When we call God “Father,” we say something important about His character: He loves us, and it is His pleasure and will to welcome us into His presence. When we call God “our Father in heaven,” we say something equally important about His power.

In the Bible, heaven is God’s dwelling place, the throne room from which He rules the universe. It connotes divine majesty and absolute power. Revelation 4:1-11 records John’s vision of heaven. It is a place of unimaginable beauty. 

All day long, angels and human beings worship God to the fullest extent of their abilities. They sing,

You are worthy, our Lord and God,
to receive glory and honor and power, for you created all things,
and by your will they were created and have their being.

In light of this song, stop and reflect for a moment on the meaning of the words, “our Father in heaven.” The God who created and sustains the universe is pleased to be a Father to you and me. How can we not rest assured, then, that our prayers will be answered when we pray to such a God?

Whom you pray to matters, it turns out, as much as — if not more than — what you pray for.

The God who created and sustains the universe is pleased to be a Father to you and me.

Responding to an Objection

Many people find it difficult to pray to God as their Father in heaven. Their earthly fathers were so bad that they cannot conceive of a heavenly Father in anything but negative terms. 

Additionally, some object that since God is neither male nor female, it is inappropriate to think of Him in masculine terms. They argue that either we should stop thinking of God in terms of sex, or we should start balancing masculine terms with feminine ones, praying to God as both “Father” and “Mother.”

Both points of view share a mistake. They assume that our God-talk is the result of projection rather than revelation. For them, the flow of imagery is upward: We conceive of God in our own image. 

According to the Bible, however, the flow is downward: He reveals himself through our language.
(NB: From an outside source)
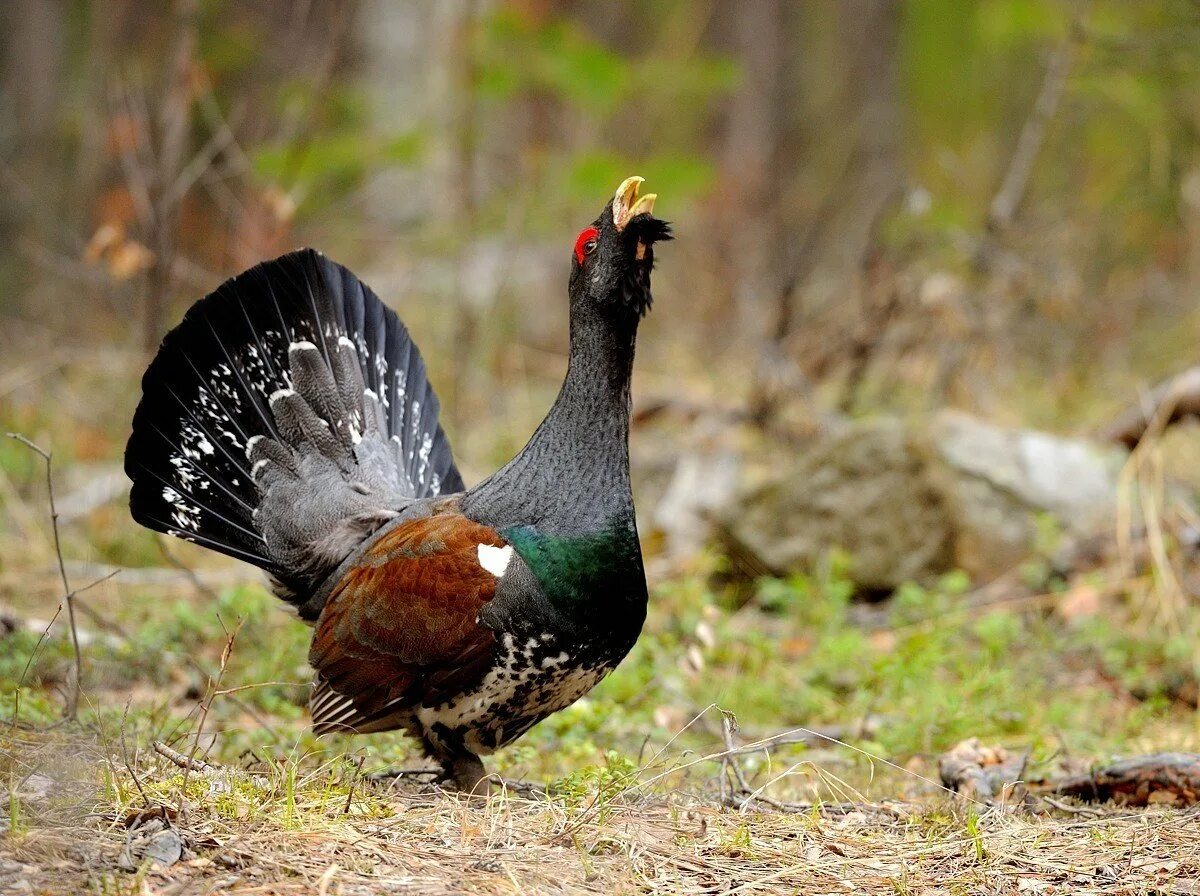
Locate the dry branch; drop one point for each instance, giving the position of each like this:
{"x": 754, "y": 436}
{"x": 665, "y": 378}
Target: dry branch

Consequently, we should not see our heavenly Father through the distorting prism of earthly fatherhood — with its sinfulness and limitation. Instead, we should view earthly fatherhood in the light of heaven — with all its boundless perfection.

As Paul wrote in Ephesians 3:15, it is from our heavenly Father that “every family in heaven and on earth derives its name.” (The Greek word rendered “family” is patria, literally, “fatherhood.”) When we pray, then, we must remember the contrast between our heavenly Father and our earthly fathers.

By the same token, however, we must remember that Jesus chose the image of fatherhood to describe God for a reason: We learn about what we do not know by means of what we do know. When, therefore, our earthly fathers act as God created them to, we see through their examples glimpses of how our heavenly Father treats us.

Calling God “our Father in heaven” implies both contrast from and comparison to our earthly fathers, in other words. A little parable in Matthew 7:7-11 makes this point clearly. Jesus asks, “Which of you, if his son asks for bread, will give him a stone? Or if he asks for a fish, will give him a snake? If you, then, though you are evil, know how to give good gifts to your children, how much more will your Father in heaven give good gifts to those who ask him!”

Jesus admits that some earthly fathers are “evil,” in strong contrast to our morally perfect heavenly Father. This is a point of contrast. But even bad dads know how to give “good gifts.” So, a great dad — our heavenly Father — must know how to give really excellent gifts. This is a point of comparison.

Precisely because our heavenly Father gives great gifts, then, Jesus tells us: “Ask and it will be given to you; seek and you will find; knock and the door will be opened to you. For everyone who asks receives; he who seeks finds; and to the one who knocks, the door will be opened.”

Our good heavenly Father will see that we get what we need, “and quickly”; so let us “always pray and not give up” (Luke 18:1,8).